Do dispatchers get it wrong? SURE!!! do callers lie to dispatchers? all the time. But in your example, the patient has to wait until they get proper care (which is in the ER, not a paramedic), while in my example, they can actually start going to that definitive medical are, even if they are with a lower trained BLS crew.

and as Bullets said, many of the calls you as asking about already get an ALS unit sent. It's rare to have ALS unavailable (many medic units have a primary, secondary, and tertiary response area), but if you do have one, at least you can start going to the hospital, instead of having to do the circle of death that is common in many all ALS systems (NYC, DC, and Detroit all come to mind, the latter 2 being designed as all ALS systems).

it's ok, you can admit your wrong. or not. your baseless, incorrect emotional argument isn't backed by science, your "common sense logic" isn't a valid argument (nor is it even accurate), but I think everyone else here sees exactly where you head is located. thanks for playing
 
sure, but in most cases, you aren't sending a paramedic. you are sending a fire engine, who is either BLS, or a paramedic who (lets be honest here) is only doing ALS because it was required to do the job not because they want to do it.
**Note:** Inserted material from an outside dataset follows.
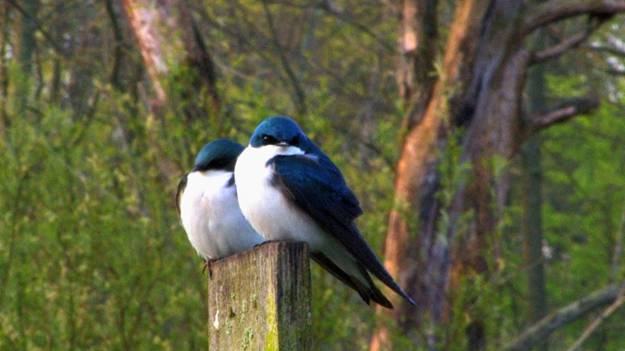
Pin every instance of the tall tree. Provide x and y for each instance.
(172, 48)
(434, 241)
(532, 199)
(25, 49)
So the engine shows up, and then you wait for a paramedic to show up.

Do dispatchers get it wrong? SURE!!! do callers lie to dispatchers? all the time. But in your example, the patient has to wait until they get proper care (which is in the ER, not a paramedic), while in my example, they can actually start going to that definitive medical are, even if they are with a lower trained BLS crew.

and as Bullets said, many of the calls you as asking about already get an ALS unit sent. It's rare to have ALS unavailable (many medic units have a primary, secondary, and tertiary response area), but if you do have one, at least you can start going to the hospital, instead of having to do the circle of death that is common in many all ALS systems (NYC, DC, and Detroit all come to mind, the latter 2 being designed as all ALS systems).
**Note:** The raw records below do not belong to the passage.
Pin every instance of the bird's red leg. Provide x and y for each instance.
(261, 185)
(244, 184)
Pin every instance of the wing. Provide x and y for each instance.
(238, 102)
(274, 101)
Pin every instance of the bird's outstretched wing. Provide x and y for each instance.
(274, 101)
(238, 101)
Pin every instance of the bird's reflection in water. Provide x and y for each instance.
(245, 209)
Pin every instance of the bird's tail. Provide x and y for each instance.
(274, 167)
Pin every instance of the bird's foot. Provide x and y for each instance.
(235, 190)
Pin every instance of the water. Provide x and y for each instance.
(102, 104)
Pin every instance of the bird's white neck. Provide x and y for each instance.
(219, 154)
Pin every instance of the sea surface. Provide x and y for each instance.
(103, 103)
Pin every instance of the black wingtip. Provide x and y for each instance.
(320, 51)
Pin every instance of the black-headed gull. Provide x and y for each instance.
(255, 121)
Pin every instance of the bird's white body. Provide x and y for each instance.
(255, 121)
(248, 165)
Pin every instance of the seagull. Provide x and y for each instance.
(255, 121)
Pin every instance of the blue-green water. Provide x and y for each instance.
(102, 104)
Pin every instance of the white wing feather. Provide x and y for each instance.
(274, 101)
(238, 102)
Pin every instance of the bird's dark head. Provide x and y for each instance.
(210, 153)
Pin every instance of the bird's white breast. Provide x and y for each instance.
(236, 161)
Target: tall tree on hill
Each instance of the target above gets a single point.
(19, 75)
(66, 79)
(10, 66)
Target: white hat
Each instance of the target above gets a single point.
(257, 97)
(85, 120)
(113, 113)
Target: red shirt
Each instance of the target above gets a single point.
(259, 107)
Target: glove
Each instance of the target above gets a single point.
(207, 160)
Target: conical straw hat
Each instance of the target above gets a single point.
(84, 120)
it's ok, you can admit your wrong. or not. your baseless, incorrect emotional argument isn't backed by science, your "common sense logic" isn't a valid argument (nor is it even accurate), but I think everyone else here sees exactly where you head is located. thanks for playing

I'll ignore your continued attacks. It is obvious you refuse to acknowledge there is a need for change in the nj system. In my examples there would be no delay required in getting a patient to definitive care they would just arrive either with pain greatly reduced or fully alert with a blood glucose level in a livable state. But you seem fine leaving people to suffer and just allow them to wait for the doctor to do anything.

Having Paramedics does not always equal better if the system is broke. If their hands are so tied by outdated protocols they might as well just have basics go load and go as that's about all they allow their Paramedics to do. NJ is not the only broke system it is just the worst broke as far as large scale broke.